Debt coverage ratio is a measurement of a company ability to meet its debt obligations from its cash flow. In other words, it’s measure the company ability to generate enough income with its operations to cover its debt obligations. The ratio is a representative of net operating income as a multiple of debt obligations due within one year. The debt obligations (might be any borrowings on its balance sheet like loans and bonds) include: interests, principle, and lease payments. The debt coverage ratio is used to analyse companies, usually by lenders, to estimate the company ability to meet its debt obligations. The minimum ratio a lender will look for in a business depends on its risk tolerance and thee current macroeconomic conditions.
The formula for calculating debt coverage ration requires net operating income and total debt services on the company.
Debt Coverage Ratio = Net Operating Income / Total Debt Services
The Net operating income is derived from company total revenue minus its operating expenses (excluding taxes and interest) or EBIT. Total debt is the all the current debt obligations (interest and principle) for the given period, usually one year.
A company that has operating net income of $700,000 and debt service cost of $50,000 for the given period will have debt coverage ratio of: Net Operating Income/ Total Debt Services = $700,000 / $50,000 = 14
The debt coverage ratio can be used internally by the company management itself in order to assess its own ability to cover debt payments and obligations. It can also be used by lenders or investors to estimate company financial health and growth and borrowing potential. Companies with higher ratios are considered by investors and lending institutions to be more financially stable. We have to keep in mid the the ratio can change dramatically as the business takes on new debt, pays off old debt, or experiences revenue fluctuations.

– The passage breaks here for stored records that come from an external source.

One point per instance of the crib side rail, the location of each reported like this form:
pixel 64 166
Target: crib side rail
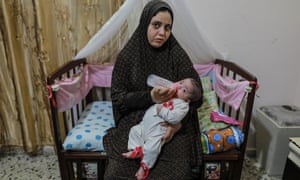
pixel 63 121
pixel 243 113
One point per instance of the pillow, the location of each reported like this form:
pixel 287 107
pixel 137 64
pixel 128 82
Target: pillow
pixel 209 105
pixel 87 135
pixel 206 84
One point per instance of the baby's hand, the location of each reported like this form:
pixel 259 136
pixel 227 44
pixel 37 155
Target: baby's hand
pixel 162 94
pixel 158 108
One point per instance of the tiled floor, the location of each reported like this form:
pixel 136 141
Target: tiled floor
pixel 17 165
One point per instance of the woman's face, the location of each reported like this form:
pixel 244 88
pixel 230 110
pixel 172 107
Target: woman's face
pixel 159 29
pixel 184 89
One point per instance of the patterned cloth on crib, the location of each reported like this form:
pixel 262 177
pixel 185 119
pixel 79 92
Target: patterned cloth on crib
pixel 88 133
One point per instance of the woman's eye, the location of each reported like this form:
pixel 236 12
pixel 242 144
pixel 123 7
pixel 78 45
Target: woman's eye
pixel 168 28
pixel 156 25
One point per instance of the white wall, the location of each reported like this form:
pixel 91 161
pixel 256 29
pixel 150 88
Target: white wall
pixel 261 35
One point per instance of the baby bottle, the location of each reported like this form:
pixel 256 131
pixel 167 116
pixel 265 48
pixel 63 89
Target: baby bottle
pixel 157 81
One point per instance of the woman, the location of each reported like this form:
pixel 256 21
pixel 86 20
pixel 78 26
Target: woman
pixel 152 49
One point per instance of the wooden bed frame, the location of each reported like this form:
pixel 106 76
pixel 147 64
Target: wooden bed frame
pixel 71 162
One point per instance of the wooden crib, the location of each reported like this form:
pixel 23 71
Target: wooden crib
pixel 71 163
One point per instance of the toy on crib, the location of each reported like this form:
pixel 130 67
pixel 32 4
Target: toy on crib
pixel 221 117
pixel 218 140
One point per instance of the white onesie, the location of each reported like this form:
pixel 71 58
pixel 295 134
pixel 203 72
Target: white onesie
pixel 148 133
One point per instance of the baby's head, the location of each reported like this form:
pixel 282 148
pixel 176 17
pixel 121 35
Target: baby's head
pixel 188 89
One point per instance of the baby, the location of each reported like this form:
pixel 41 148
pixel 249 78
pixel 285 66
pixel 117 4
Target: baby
pixel 145 139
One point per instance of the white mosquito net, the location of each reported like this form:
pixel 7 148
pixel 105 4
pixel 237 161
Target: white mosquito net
pixel 127 17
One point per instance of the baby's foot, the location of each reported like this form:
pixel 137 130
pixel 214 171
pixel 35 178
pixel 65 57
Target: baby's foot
pixel 127 155
pixel 143 172
pixel 136 153
pixel 140 174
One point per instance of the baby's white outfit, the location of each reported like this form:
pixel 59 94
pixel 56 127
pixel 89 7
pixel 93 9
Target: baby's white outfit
pixel 148 133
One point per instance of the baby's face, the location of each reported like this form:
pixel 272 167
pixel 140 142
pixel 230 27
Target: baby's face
pixel 184 88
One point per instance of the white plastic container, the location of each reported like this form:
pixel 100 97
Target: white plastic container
pixel 272 137
pixel 157 81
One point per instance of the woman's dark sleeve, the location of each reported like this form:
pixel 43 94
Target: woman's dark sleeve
pixel 124 100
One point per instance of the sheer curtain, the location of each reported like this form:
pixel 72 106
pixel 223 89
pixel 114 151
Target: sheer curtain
pixel 185 30
pixel 36 38
pixel 39 36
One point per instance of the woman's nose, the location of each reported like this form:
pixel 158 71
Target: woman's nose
pixel 162 31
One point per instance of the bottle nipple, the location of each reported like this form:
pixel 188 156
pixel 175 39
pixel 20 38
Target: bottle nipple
pixel 157 81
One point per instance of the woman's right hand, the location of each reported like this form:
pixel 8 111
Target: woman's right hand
pixel 161 94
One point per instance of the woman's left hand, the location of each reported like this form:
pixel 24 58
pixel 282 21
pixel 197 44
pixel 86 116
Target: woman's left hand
pixel 171 130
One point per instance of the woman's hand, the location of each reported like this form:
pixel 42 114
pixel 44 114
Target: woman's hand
pixel 159 95
pixel 171 130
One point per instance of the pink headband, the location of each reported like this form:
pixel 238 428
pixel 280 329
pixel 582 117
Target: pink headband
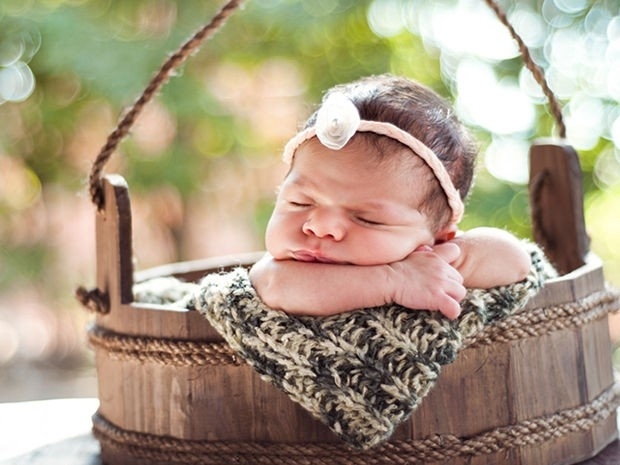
pixel 338 120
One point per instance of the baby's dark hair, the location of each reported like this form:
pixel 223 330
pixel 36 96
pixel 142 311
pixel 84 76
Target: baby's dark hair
pixel 424 114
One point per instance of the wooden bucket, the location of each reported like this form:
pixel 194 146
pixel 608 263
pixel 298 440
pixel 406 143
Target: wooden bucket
pixel 535 389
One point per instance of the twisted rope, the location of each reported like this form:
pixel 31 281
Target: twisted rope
pixel 532 323
pixel 544 320
pixel 160 78
pixel 537 71
pixel 163 351
pixel 437 448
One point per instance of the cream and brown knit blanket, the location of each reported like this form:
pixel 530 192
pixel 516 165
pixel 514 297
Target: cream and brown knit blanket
pixel 362 373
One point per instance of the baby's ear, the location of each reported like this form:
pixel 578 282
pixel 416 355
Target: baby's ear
pixel 446 234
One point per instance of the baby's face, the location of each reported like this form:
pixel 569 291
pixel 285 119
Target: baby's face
pixel 346 207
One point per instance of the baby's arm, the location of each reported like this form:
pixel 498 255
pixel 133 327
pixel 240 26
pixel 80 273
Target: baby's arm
pixel 491 257
pixel 425 280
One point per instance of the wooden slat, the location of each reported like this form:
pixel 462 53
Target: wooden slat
pixel 556 196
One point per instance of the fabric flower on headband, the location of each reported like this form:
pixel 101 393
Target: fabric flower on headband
pixel 336 121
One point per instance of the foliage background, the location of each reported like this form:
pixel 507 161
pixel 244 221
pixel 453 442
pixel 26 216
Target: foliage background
pixel 203 160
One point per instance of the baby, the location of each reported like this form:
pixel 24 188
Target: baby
pixel 368 212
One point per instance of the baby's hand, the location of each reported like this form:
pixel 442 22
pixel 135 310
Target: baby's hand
pixel 427 280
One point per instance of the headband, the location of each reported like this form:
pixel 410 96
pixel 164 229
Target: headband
pixel 338 120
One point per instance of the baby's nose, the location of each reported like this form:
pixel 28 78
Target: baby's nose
pixel 325 224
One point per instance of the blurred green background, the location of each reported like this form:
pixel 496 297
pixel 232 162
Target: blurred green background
pixel 203 160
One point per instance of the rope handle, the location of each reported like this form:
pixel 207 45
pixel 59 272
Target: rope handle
pixel 537 71
pixel 207 31
pixel 161 77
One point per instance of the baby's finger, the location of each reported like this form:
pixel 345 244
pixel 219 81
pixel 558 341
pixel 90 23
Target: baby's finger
pixel 450 308
pixel 448 251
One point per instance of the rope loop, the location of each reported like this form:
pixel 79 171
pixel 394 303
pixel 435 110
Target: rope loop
pixel 193 44
pixel 161 77
pixel 94 300
pixel 537 71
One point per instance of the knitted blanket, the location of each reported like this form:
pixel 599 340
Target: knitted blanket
pixel 362 373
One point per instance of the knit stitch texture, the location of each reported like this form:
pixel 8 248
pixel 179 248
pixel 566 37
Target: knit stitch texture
pixel 361 373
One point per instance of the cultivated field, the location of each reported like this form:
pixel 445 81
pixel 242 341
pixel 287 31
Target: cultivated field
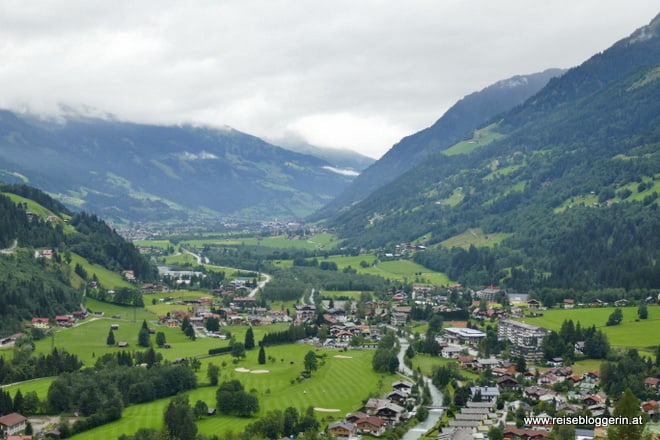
pixel 641 334
pixel 339 385
pixel 318 241
pixel 107 278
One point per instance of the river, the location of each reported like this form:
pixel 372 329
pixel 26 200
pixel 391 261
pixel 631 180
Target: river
pixel 418 430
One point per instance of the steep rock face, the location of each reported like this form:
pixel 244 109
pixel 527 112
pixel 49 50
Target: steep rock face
pixel 132 171
pixel 567 182
pixel 466 115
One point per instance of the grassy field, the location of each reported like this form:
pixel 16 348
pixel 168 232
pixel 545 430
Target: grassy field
pixel 640 334
pixel 427 364
pixel 319 241
pixel 399 270
pixel 107 278
pixel 481 138
pixel 352 294
pixel 474 237
pixel 160 244
pixel 88 339
pixel 341 384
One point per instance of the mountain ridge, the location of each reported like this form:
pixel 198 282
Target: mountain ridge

If a debt the coverage ratio of a business is too close to 1 it is a sign of risk and vulnerability. This means that only a slight decrease in cash flow and the company will not be able to meet its debt obligations. The minimum DSCR that a lender will require depends of a variety of factors like lenders risk tolerance, current economic condition and the predictability of the business. If the general economy is growing, credit is more available, and the business in question is growing and in a predictable stable industry, lenders may be more tolerant of lower ratios.